The project would also see a former fire reservoir (made obsolete by a planned hookup to the new town water main on King’s Highway) turned into a small park area. An old water tower also made obsolete, would be retained possibly for communications purposes.
If this proposal comes to be, it would mark the third tenant to move onto the former Philips site owned by Arthur Green, joining Kapsch’s E-ZPass test track and Spinnenweber Supply’s soon-to-open pipe yard, which are located directly across King’s Highway.
Green plans a series of upgrades to the site that include extensive renovations to the building inside and out. Green plans to fix up the portion of the building that is not being used by the shooting range for small offices that will be rented out at a later date.
Parking lots would also be redone, Green said.
Green told the board he’s in talks with Central Hudson about reactivating an abandoned natural gas line and bringing back gas service to the Kings Highway corridor.
“Central Hudson says they’ll bring the gas back if this project goes forward,” he said.
Overall the board was cautiously optimistic about the proposal.
Chair Howard Post noted that local hunters could use more training.

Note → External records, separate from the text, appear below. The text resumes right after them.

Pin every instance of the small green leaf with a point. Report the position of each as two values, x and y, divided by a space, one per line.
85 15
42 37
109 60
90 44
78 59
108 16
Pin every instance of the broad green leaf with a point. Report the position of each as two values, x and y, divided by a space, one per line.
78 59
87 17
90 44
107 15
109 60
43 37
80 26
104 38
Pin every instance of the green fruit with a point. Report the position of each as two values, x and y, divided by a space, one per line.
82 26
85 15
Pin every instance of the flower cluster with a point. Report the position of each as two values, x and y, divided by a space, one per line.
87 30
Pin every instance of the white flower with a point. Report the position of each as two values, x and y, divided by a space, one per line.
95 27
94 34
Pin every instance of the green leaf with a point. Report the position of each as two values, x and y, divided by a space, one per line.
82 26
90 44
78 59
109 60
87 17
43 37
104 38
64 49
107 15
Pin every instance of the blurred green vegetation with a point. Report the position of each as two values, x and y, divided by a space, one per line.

He says he would be happy to see improvements to this building, and that an indoor shooting range would be a good use for this building.
At the same time, Post doesn’t want to see a repeat of other failures at this site.
Paul Andreassen said that while he is excited to see a proposal to bring this long-vacant building back to life, he wants to be sure that all firearms and ammunition would be properly secured and that the building inspector is qualified to ensure compliance with State and Federal firearms regulations.
He cautioned Green and Mason to be careful about lighting and landscaping, noting that the Ulster County Planning Board is often very particular about these things. (Due to its location on a county road, the proposal also has to be approved by the County Planning Board.)
Member Dan Weeks was particularly concerned about the noise generated at the site and proposed a special requirement for noise to be limited to 65 decibels outside the building.
After much discussion, the board decided against this restriction, instead relying on the 75-decibel at the property line requirement in the zoning code.
Weeks also wants Mason and Green to be absolutely sure that all walls are bulletproof. “We don’t want any stray bullets going out towards the Thruway,” he said.
The board also wanted to be certain that there would be no gun shows, which would not be in compliance with the town’s zoning law in this area. Mason ensured them this was a “member’s only” facility with no plans for gun shows.